Nearer to our era are King of Boys and Omo Ghetto. These two movies present liberated women, Oba and Lefty. Aníkúlápó also shows there were women of substance like Awarun in Old Oyo, but while Iya Oloja is prominent in Ẹlẹṣin Ọba: The King’s Horseman, she is an integral part of the patriarchy.
The characters in the modern era flicks are well-developed by the screenwriters. The most rounded being Sobowale’s role. The main character brings his mental struggle powerfully to the table. There’s a lot of love and empathy invested in this character as Byanvanga Wainana would have said.
Her misguided attempt to lacerate herself to self-forgiveness and her loss of loved ones keeps the audience leaving room for her in their hearts.
Where film goers may be left wondering are the scenes toggled between Oba in Cele uniform rolling on the beach and Makanaki going through a fortification ritual in a shrine. These scenes seem pedantic and redundant in the first movie.

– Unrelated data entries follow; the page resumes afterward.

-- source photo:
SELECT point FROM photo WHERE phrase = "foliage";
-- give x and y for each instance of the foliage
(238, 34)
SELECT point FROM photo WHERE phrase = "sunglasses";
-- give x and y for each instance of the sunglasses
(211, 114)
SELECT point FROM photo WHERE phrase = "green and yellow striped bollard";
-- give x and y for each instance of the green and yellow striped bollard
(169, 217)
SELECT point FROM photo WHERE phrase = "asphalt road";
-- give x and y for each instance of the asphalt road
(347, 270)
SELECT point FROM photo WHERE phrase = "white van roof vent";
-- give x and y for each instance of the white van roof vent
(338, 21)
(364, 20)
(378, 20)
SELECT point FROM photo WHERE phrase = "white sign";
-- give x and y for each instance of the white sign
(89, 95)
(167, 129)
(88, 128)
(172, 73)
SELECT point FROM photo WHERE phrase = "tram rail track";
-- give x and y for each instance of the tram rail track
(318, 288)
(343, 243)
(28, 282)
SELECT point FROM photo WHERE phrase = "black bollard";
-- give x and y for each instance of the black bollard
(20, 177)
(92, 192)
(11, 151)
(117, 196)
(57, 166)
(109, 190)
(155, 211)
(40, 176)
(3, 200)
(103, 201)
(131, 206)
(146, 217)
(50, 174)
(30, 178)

In the sequel, it accounts for how Makanaki seemed to have survived a professional assassination with several rounds of riddling bullets.

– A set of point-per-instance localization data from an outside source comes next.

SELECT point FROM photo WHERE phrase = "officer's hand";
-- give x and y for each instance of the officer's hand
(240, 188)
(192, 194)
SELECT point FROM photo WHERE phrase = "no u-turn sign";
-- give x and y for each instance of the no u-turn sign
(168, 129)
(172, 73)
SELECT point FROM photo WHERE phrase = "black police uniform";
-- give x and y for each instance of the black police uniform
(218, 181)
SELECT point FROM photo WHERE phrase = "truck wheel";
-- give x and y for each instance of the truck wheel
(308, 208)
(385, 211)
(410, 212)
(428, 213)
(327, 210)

It makes for high drama, but it raises questions about promoting a false claim of anti-bullet charms which has led to avoidable deaths in recent times.
The journalist who is sold to the truth and his family is strained to breaking point because of this passion to uncover the truth.

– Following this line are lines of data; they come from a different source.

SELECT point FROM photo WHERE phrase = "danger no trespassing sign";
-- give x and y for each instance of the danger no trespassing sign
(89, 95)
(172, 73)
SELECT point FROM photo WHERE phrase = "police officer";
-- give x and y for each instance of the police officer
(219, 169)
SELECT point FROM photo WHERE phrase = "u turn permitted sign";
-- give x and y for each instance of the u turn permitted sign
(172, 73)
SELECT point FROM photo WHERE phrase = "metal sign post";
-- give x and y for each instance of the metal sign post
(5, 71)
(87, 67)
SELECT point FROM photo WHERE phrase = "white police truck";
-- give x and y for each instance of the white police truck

Through the back story of the governor’s wife, the influence of Matriarchs like Mrs. Randle, the governor’s mum, played by Taiwo Ajai-Lycett, Adetiba scores big with creating textures for her characters. Admittedly, her canvas is large—A movie and a sequel of seven series.
Talking about flat characters, Odudubariba, played by Charlie Boy could be the most one-dimensional character among the movies under review.
It fails to evoke the terrifying character he hoped to portray. There is something plastic about the role—neither liked, hated nor considered fearful.
Saved for the last and the most engaging movie is the saga of Omo Ghetto, played with gusto by Funke Akindele.
The main character reminds of the MC of Looking for Baami—played by Bimbo Ademoye. Here Akindele is playing a role that starts with the thing to admire the most about Lefty. Her willingness to defend minors and her gender. The language of the ghetto is iconic, and it foreshadows the future language of Nollywood as foreshadowed by the worldwide acceptance of Nigerian idioms in the musical space.
It is street pidgin with Yoruba, Igbo, Hausa, Benin infused into it. Fluid and intriguing to the international community, it gives a wider access to most Nigerians and West Africans and holds promises for future entertainment.
Akindele plays two contrastive twins and makes a statement about environment as fundamental to character. Lefty is a radical feminist, a Robin Hood type leading a gang of four females quite capable of giving and taking blows from men.
They are rough but loyal friends—played by Chioma Akpotha, Mercy Aigbe, Eniola Badmus.
Lefty is in love with a ghetto boy, Femi Stone, despite having left the ghetto to live in a high brow Amen Estate.
Femi is a wanna succeed con artist who accidentally finds himself in a murder situation.
Lefty stands between him and jail time but would not betray her lover. Femi turns out a heartbreaker when he brings in a white woman for a romance fraud.
Lefty informs the scammed lady about what Femi Stone is up to.
After which, Femi kidnaps Lefty’s twin sister—also played by Funke Akindele. Leading to a rescue mission by Lefty and her friends. Interestingly, Lefty survives fisticuffs with Femi Stone in the end.
Omo Ghetto is attractive and quite brings to the table government neglect and the need to pay attention to our ghettos. The underlying feeling running through the film is that these ghettos, crowded with citizens serially betrayed by leaders who only remember them during campaign seasons, are veritable boiling points of bloody revolutions.